Sirat, d’Oliver Laxe
Par Axel Cadieux
Le Salaire de la peur, Mad Max, Beau travail, Climax, Sorcerer et quelques dizaines d’autres : sur la Croisette, jeudi soir autour de 00h30, les comparatifs n’en finissaient plus d’affluer pour tenter de définir Sirat, grenade dégoupillée en grande pompe par le pyromane Oliver Laxe – dont on se souvient qu’il avait déjà attisé quelques braises avec Viendra le feu, présenté à Cannes en 2019. Ici, Luis (Sergi Lopez) s’enfonce dans le désert marocain à la recherche de sa fille, disparue voici cinq mois lors d’une rave party. Avec son fils de douze ans et leur chienne Pipa, ils rejoignent bientôt une drôle d’équipée faite d’une poignée de teufeurs, marginaux, éclopés et autres amateurs de psychotropes et plantes hallucinogènes. Sur le papier, on pourrait croire à un ersatz des Randonneurs avec une touche d’Into the Wild, façon quête initiatique et road-trip rédempteur, en camion sous le soleil de l’Atlas. Sauf que le sirat, dans l’islam, est un pont suspendu liant l’Enfer au Paradis. La promesse d’une trajectoire, certes, mais faite d’un tout autre bois. On ne sait d’ailleurs pas exactement où débute le film, dans les limbes d’Hadès ou bien aux creux des nuages : ce sont des caissons de basse qu’on installe avec méthode et précision, des rochers ocres qui semblent vibrer au rythme de la techno et enfin une foule dansante dont on s’approche lentement, via un plan zénithal, avant de s’y fondre : chaque personnage croisé ici, dans la transe, fera partie de la tribu empruntant la voie du sirat.

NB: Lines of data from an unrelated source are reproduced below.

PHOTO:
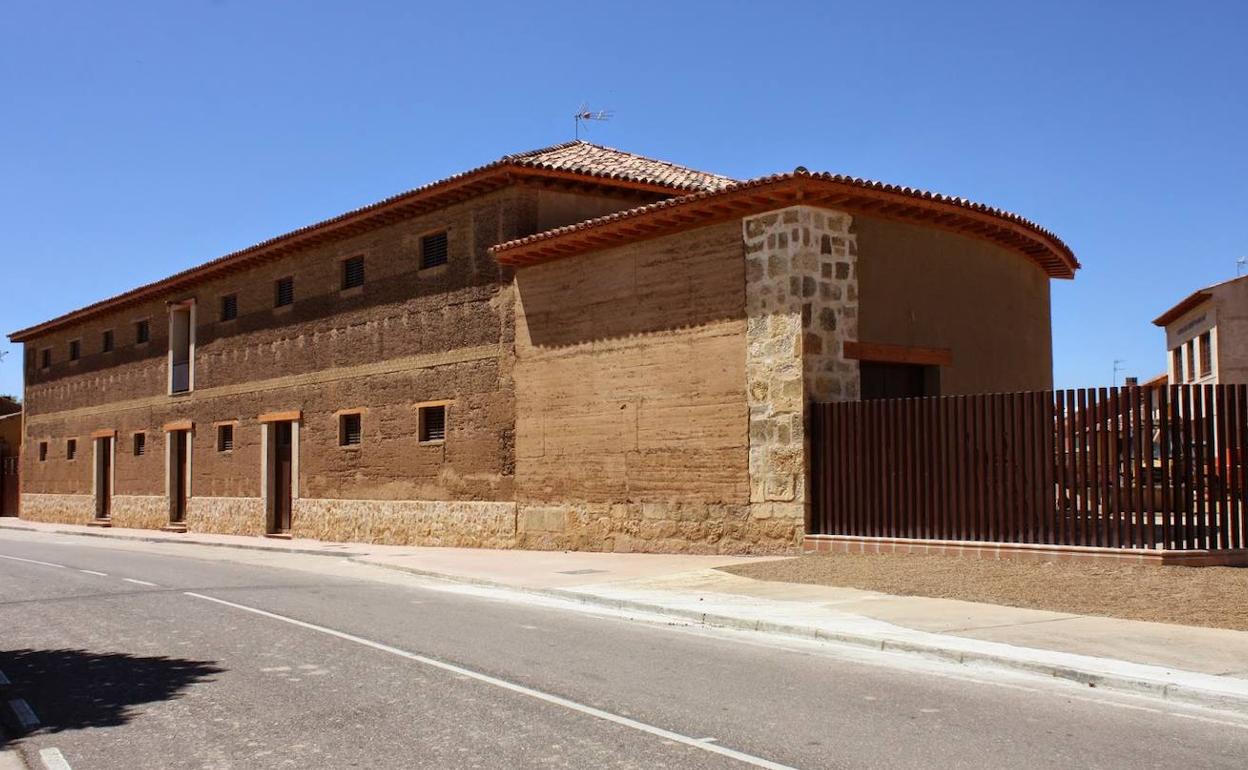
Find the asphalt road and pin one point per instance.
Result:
(184, 657)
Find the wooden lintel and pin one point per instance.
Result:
(288, 416)
(899, 353)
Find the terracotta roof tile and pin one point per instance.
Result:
(1061, 251)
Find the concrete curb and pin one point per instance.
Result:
(1138, 679)
(1168, 684)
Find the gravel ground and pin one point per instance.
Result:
(1213, 597)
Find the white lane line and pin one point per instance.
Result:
(33, 562)
(53, 759)
(24, 713)
(758, 761)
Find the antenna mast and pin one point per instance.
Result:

Distiller le mystère là où d’autres ne feraient qu’effleurer la poussière
Tonin, Stephy, Josh, Jade, Luis, Esteban et Bigui n’ont aucune idée de là où ils mettent les pieds, et le spectateur non plus. C’est l’une des grandes forces du film : déjouer chaque attente, emprunter sans cesse le chemin de traverse en forme de mirage plutôt que le sentier balisé. Comment aurait-il pu en être autrement ? Dès les premières minutes, Oliver Laxe travaille la matière et façonne ses plans tel un chaman, parvient avec toute la grâce des grands cinéastes – c’est-à-dire qu’on ne sait pas tout à fait comment ils s’y prennent – à distiller le mystère et l’abstraction là où d’autres ne feraient qu’effleurer la poussière. Encore plus fort : malgré les substances ingérées par l’équipée, la mise en scène ne s’en trouvera jamais contaminée. Pas de déformations artificielles du cadre ici, encore moins de filtres ringards ou de mouvements inconsidérés. C’est le plus souvent au cœur de plans fixes et anodins que la puissance se déploie ; à l’image de cette séquence pivot, celle du camion enlisé, qui verra advenir le pire via un plan, une péripétie qui avec une autre issue aurait pu trouver sa place dans une comédie. Dès lors, Sirat emprunte la voie de la radicalité, penchant davantage du côté de l’Enfer que du Paradis. Ou privilégiant, plus précisément, la métaphysique au vagabondage. Les murs d’enceinte se muent en monolithes kubrickiens, le soleil frappe et le sol se dérobe. Le choix peut dérouter, le trip exténuer. Les partis-pris d’Oliver Laxe se montrent pourtant au diapason de ce que traversent les personnages, s’immergeant et se diluant dans le désert comme certains, un demi-siècle plus tôt, ont remonté un fleuve vietnamien les menant au cœur des ténèbres. Car au-delà des œuvres déjà évoquées, c’est bien à Apocalypse Now que l’on pense le plus ; pour ce qui est des thématiques, de la trajectoire bien sûr, mais aussi, et c’est peut-être le plus fou, de la dimension proprement extraordinaire d’un film qui fera date.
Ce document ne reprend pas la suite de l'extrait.